Incumbents Are Quietly Hedging

The HBM market did not stand still while HBF was being designed. Counterpoint’s MS Hwang told CNBC he expects Samsung to “show a significant turnaround with HBM4 for Nvidia’s new products” in 2026, moving past last year’s quality issues, and Samsung has said it remains on track to begin delivering HBM4 this year. SemiAnalysis analyst Ray Wang, also cited by CNBC, framed the HBM4 generation as “really between SK Hynix and Samsung,” with both more competitive than Micron.

HBM4 raises the HBM bar but leaves the same structural gap. It makes the HBM stack faster and denser on a per-stack basis the DRAM industry knows how to price. Inference models want comparable bandwidth with more capacity per dollar, the metric Sandisk’s 8x to 16x capacity claim targets. The two product families can sit side by side. They are pointed at slightly different lines inside the same hyperscaler budget.

Sandisk’s share price has already moved on AI storage demand. The stock jumped 55% in May 2026, per a recent piece on the 1990s-tech-stock re-rating.

When the Parts Ship, and What They Reach

Sandisk has set a public timeline for HBF. First samples of the memory ship in the second half of 2026, with the first AI-inference devices carrying the parts expected in early 2027, per the company’s August 2025 release. The Open Compute Project workstream that started on 25 February 2026 standardises the spec, not the silicon, so the timeline for true hyperscale deployments sits further out, behind the 2027 inference platforms that adopt the new memory tier.

When HBF lands, the immediate impact is on cost per gigabyte of inference memory, not on raw latency. Inference clusters that need 4TB of model weights beside a single accelerator cannot afford that capacity in HBM today. Because HBF persists when power drops and tolerates higher heat than DRAM, it also opens edge AI devices, including phones and small inference boxes HBM cannot reach on cost or thermal grounds, and it lets those devices carry long context across power cycles without round-tripping to a cloud.

Sandisk’s blog on the technology, written by Ilkbahar, ties HBF’s simulated bandwidth to a real model. In the company’s reading of the Llama 3.1 405B model on simulated HBF, reading pretrained weights landed within 2.2% of a hypothetical, unlimited-capacity HBM baseline, the figure in Sandisk’s technical write-up on the HBF memory wall problem. Sandisk frames that gap as closable. The field will judge it when the silicon comes back from the fab.

Frequently Asked Questions

What is Sandisk’s High Bandwidth Flash?

High Bandwidth Flash (HBF) is a NAND flash memory stack built to sit beside AI accelerators in the same physical slot as HBM, with comparable bandwidth and up to 16x the capacity at a similar cost, according to Sandisk’s August 2025 collaboration announcement with SK hynix.

Is HBF a replacement for HBM or DRAM?

No.

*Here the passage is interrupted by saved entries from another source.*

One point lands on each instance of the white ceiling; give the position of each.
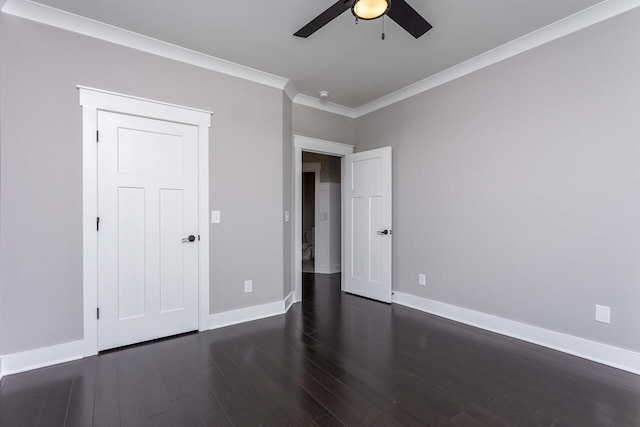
(349, 61)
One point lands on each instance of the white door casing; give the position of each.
(147, 204)
(93, 102)
(367, 228)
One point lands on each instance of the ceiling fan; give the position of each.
(398, 10)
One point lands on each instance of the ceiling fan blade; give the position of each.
(408, 18)
(324, 18)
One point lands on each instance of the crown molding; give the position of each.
(89, 27)
(290, 90)
(50, 16)
(578, 21)
(310, 101)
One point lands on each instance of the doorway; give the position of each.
(130, 131)
(312, 156)
(366, 223)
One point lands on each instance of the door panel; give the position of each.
(367, 201)
(147, 203)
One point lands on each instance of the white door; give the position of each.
(147, 207)
(367, 226)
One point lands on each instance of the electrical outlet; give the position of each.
(603, 314)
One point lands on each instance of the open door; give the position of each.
(367, 224)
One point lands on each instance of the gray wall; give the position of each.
(287, 200)
(41, 175)
(517, 188)
(323, 125)
(330, 169)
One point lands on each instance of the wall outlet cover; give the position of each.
(603, 314)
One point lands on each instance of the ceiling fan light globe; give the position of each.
(370, 9)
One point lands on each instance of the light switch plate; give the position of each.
(422, 279)
(603, 314)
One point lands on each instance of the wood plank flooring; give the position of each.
(334, 360)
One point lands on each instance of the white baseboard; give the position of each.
(42, 357)
(616, 357)
(233, 317)
(288, 302)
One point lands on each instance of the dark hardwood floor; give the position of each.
(334, 360)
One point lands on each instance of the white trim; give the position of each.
(242, 315)
(92, 101)
(321, 146)
(288, 302)
(300, 144)
(50, 16)
(315, 168)
(290, 90)
(578, 21)
(42, 357)
(89, 27)
(310, 101)
(76, 350)
(616, 357)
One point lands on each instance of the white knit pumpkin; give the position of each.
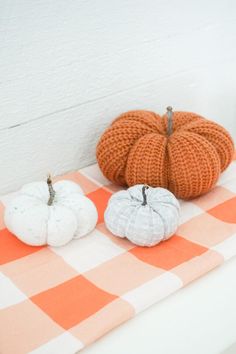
(45, 214)
(143, 214)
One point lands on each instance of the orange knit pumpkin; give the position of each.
(180, 151)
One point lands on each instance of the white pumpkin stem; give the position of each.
(144, 194)
(170, 120)
(51, 190)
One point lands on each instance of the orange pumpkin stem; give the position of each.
(170, 120)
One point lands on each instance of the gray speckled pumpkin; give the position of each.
(143, 214)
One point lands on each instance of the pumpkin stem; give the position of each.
(170, 120)
(144, 194)
(51, 190)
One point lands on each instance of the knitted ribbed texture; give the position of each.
(136, 149)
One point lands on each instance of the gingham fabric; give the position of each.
(58, 300)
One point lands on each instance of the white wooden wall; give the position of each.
(68, 67)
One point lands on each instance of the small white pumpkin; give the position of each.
(143, 214)
(45, 214)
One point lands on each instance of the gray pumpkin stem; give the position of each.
(51, 190)
(170, 120)
(144, 194)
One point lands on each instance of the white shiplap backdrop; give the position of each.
(68, 67)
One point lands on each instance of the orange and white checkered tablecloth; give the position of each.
(58, 300)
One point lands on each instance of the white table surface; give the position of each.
(198, 319)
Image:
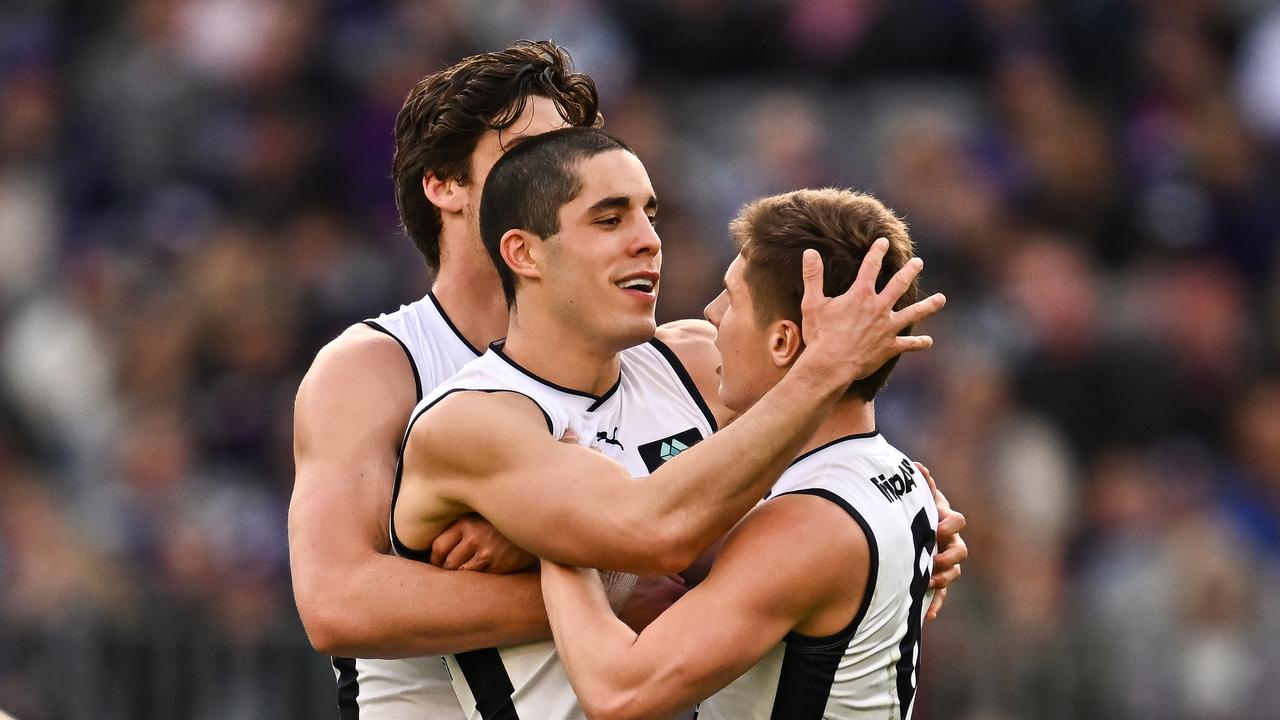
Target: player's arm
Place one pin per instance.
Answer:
(353, 597)
(951, 547)
(760, 588)
(492, 454)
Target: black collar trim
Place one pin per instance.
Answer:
(599, 399)
(837, 441)
(452, 327)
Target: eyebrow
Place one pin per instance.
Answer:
(620, 203)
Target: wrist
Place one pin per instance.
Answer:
(816, 378)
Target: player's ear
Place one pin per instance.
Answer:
(446, 194)
(785, 342)
(520, 253)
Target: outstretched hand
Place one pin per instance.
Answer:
(855, 333)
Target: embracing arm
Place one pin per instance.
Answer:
(490, 452)
(758, 591)
(353, 597)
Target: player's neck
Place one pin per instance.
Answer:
(560, 355)
(851, 417)
(470, 292)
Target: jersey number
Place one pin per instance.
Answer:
(924, 538)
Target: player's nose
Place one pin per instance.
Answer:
(647, 241)
(714, 310)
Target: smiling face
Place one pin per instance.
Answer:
(600, 270)
(748, 359)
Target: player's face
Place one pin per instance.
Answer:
(603, 265)
(538, 117)
(746, 368)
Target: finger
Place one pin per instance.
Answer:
(938, 598)
(933, 488)
(901, 281)
(872, 261)
(952, 523)
(950, 557)
(810, 270)
(458, 556)
(919, 310)
(940, 580)
(912, 343)
(444, 543)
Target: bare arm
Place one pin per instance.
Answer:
(353, 597)
(951, 547)
(490, 454)
(758, 591)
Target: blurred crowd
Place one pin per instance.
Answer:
(195, 196)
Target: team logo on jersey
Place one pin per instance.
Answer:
(896, 484)
(658, 451)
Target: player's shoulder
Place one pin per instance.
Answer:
(357, 356)
(476, 422)
(800, 545)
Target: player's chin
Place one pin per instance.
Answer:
(640, 329)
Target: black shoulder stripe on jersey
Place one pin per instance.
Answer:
(425, 555)
(449, 322)
(348, 688)
(412, 365)
(489, 682)
(809, 662)
(686, 379)
(872, 573)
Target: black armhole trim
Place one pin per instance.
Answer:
(348, 688)
(686, 379)
(837, 441)
(449, 322)
(425, 555)
(412, 365)
(872, 573)
(489, 682)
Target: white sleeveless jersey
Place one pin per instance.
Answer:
(416, 687)
(652, 414)
(869, 669)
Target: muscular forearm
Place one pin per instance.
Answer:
(385, 606)
(595, 647)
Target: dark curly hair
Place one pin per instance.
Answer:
(444, 115)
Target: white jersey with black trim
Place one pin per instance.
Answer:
(416, 687)
(652, 414)
(869, 669)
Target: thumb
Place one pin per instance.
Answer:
(810, 270)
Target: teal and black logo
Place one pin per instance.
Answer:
(658, 451)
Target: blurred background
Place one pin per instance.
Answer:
(195, 196)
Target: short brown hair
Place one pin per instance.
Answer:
(772, 235)
(444, 115)
(530, 183)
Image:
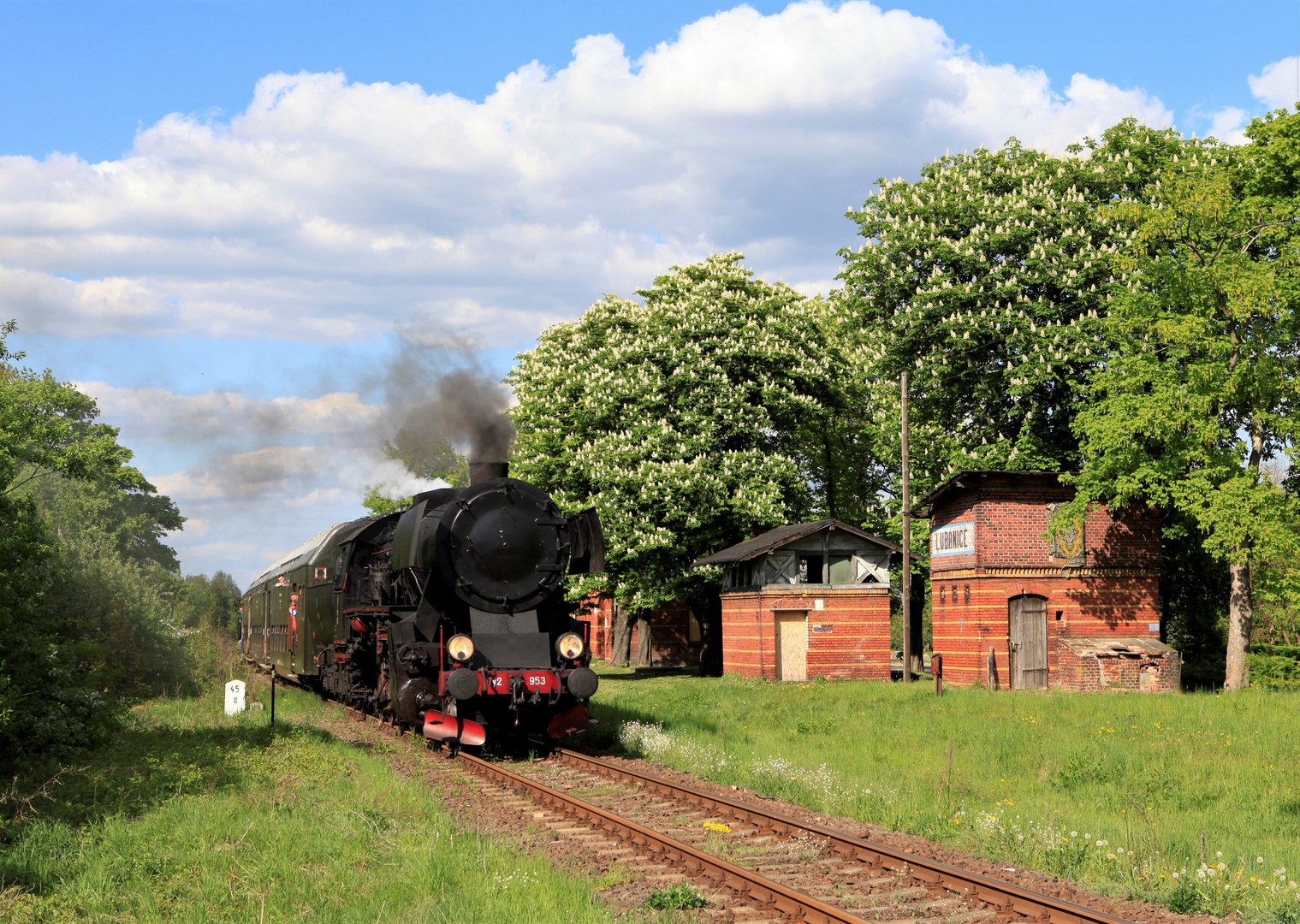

Sandisk and SK hynix pitch HBF as a complement to HBM, not a substitute. Flash latency sits higher than DRAM, which makes HBF best suited to streaming large model weights for inference rather than the latency-critical random access that needs DRAM-grade memory.

When will HBF samples ship?

Sandisk says first samples of HBF memory arrive in the second half of calendar 2026, with the first AI-inference devices carrying HBF expected in early 2027. The Open Compute Project workstream that kicked off on 25 February 2026 covers the specification, not the silicon.

Who is David Patterson and why does his endorsement of HBF matter?

Patterson is the emeritus Pardee Professor of Computer Science at the University of California, Berkeley, and a Google distinguished engineer. He co-developed RISC and RAID, and won the 2017 ACM Turing Award. He chairs Sandisk’s HBF technical advisory board, lending institutional weight to a memory standard that launched from a single vendor.

Why is SK hynix helping standardise a memory that could compete with HBM?

SK hynix led the global HBM market with 57% of revenue in the third quarter of 2024, per Counterpoint research cited by CNBC. Helping write the HBF specification puts the company’s NAND packaging expertise to work in a category adjacent to HBM, and gives the HBM leader a seat at the table for whatever the next AI memory tier looks like.